Protein kinases, one of the largest superfamily of proteins which involved in almost every cellular processes. In plants, due to their important roles in cellular communication, growth and development more researches are going on in this particular protein. Developing a tool to identify the probability of the sequence being a plant protein kinase will simplify the efforts and accelerate the experimental characterization. In this approach, a high performance prediction server 'PhytokinaseSVM' has been developed and implemented which is available at http://type3pks.in/kinase.

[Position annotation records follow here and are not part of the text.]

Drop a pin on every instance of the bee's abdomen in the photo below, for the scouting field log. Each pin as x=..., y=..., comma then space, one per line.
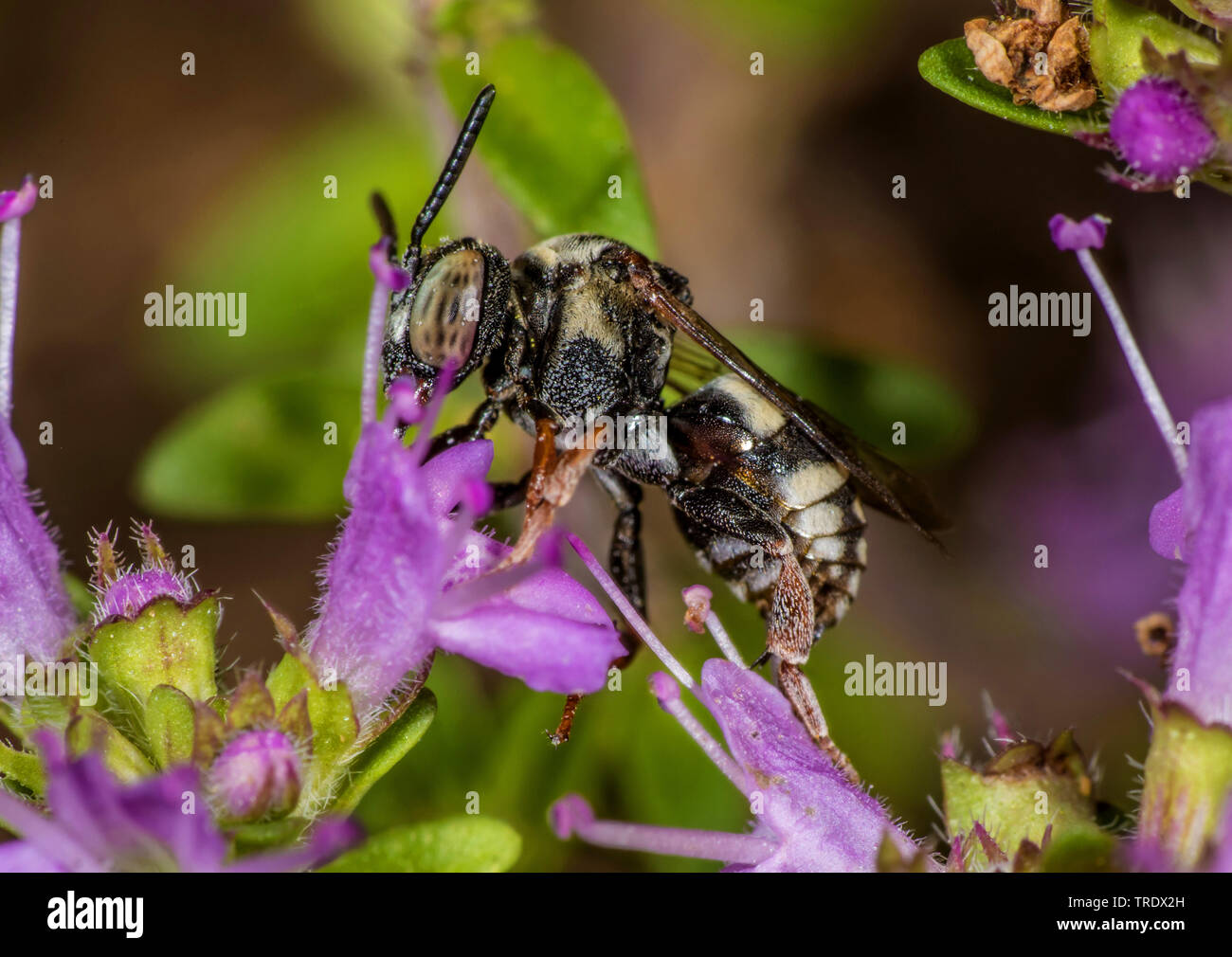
x=788, y=479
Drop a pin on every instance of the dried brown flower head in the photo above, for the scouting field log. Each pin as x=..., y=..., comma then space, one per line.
x=1042, y=60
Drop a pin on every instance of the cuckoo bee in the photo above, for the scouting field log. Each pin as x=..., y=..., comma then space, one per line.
x=767, y=487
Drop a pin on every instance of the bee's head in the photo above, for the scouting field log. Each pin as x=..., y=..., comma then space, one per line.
x=454, y=313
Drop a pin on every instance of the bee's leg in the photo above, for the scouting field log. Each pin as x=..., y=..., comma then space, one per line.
x=553, y=478
x=626, y=558
x=789, y=616
x=480, y=423
x=626, y=566
x=800, y=693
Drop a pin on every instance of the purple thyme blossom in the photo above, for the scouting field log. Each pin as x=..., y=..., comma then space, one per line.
x=1194, y=524
x=408, y=575
x=809, y=817
x=124, y=594
x=158, y=824
x=1068, y=235
x=36, y=615
x=258, y=773
x=1159, y=131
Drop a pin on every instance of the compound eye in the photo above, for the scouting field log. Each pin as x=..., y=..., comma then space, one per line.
x=447, y=307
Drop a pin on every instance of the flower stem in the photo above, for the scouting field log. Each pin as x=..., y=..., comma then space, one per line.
x=1150, y=393
x=723, y=641
x=626, y=608
x=680, y=841
x=372, y=352
x=10, y=244
x=676, y=707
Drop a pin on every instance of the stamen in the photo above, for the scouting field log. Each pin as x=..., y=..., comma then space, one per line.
x=668, y=693
x=1080, y=238
x=573, y=816
x=389, y=279
x=723, y=640
x=698, y=613
x=623, y=604
x=1150, y=393
x=13, y=205
x=10, y=244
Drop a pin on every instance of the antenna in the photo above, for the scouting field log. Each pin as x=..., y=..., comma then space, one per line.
x=471, y=127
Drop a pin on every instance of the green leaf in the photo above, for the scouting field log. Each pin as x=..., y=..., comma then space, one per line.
x=1116, y=33
x=334, y=726
x=171, y=726
x=951, y=69
x=165, y=644
x=466, y=844
x=1082, y=847
x=299, y=257
x=258, y=450
x=553, y=139
x=785, y=27
x=90, y=731
x=381, y=756
x=870, y=395
x=1216, y=13
x=23, y=767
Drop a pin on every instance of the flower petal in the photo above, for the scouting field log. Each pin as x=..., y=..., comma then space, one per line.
x=1071, y=237
x=1167, y=529
x=15, y=204
x=547, y=629
x=447, y=473
x=1205, y=600
x=824, y=822
x=383, y=576
x=36, y=615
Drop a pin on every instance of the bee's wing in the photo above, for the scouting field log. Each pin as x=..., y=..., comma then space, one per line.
x=881, y=483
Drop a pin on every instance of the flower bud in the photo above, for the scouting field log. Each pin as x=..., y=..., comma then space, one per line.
x=257, y=776
x=1159, y=131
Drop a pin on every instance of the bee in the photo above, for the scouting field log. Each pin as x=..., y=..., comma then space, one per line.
x=767, y=487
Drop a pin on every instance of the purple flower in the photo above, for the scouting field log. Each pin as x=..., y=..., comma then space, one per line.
x=158, y=824
x=1159, y=131
x=1070, y=237
x=407, y=574
x=124, y=594
x=1195, y=525
x=257, y=775
x=807, y=813
x=15, y=204
x=36, y=615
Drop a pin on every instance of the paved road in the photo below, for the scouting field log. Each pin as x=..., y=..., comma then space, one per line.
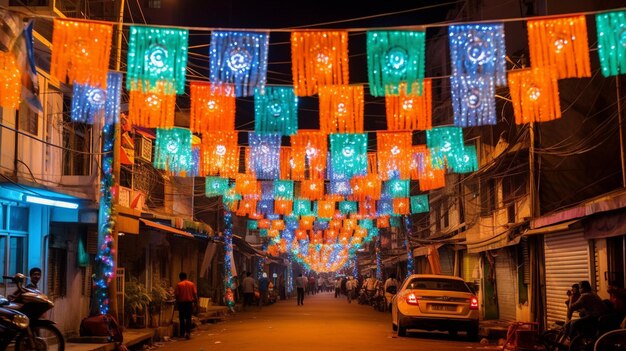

Support vector machine, a kernel based supervised learning technology and compositional properties including dipeptide and multiplet frequency were used in the developmental procedure. Based on the limited available data, the tool provides a simple unique platform to identify the probability of a particular sequence, being a plant protein kinase or not with moderately high accuracy (98%). PhytokinaseSVM achieved 96% specificity and 100% sensitivity when tested with 500 protein kinases and 500 non-protein kinases that were not the part of the training dataset. We expect that this tool may serve as a useful resource for plant protein kinase researchers as it is freely available. The tool also allows the prediction of other eukaryotic protein kinases. Currently work is being progressed for further betterment of prediction accuracy by including more sequence features in the training dataset.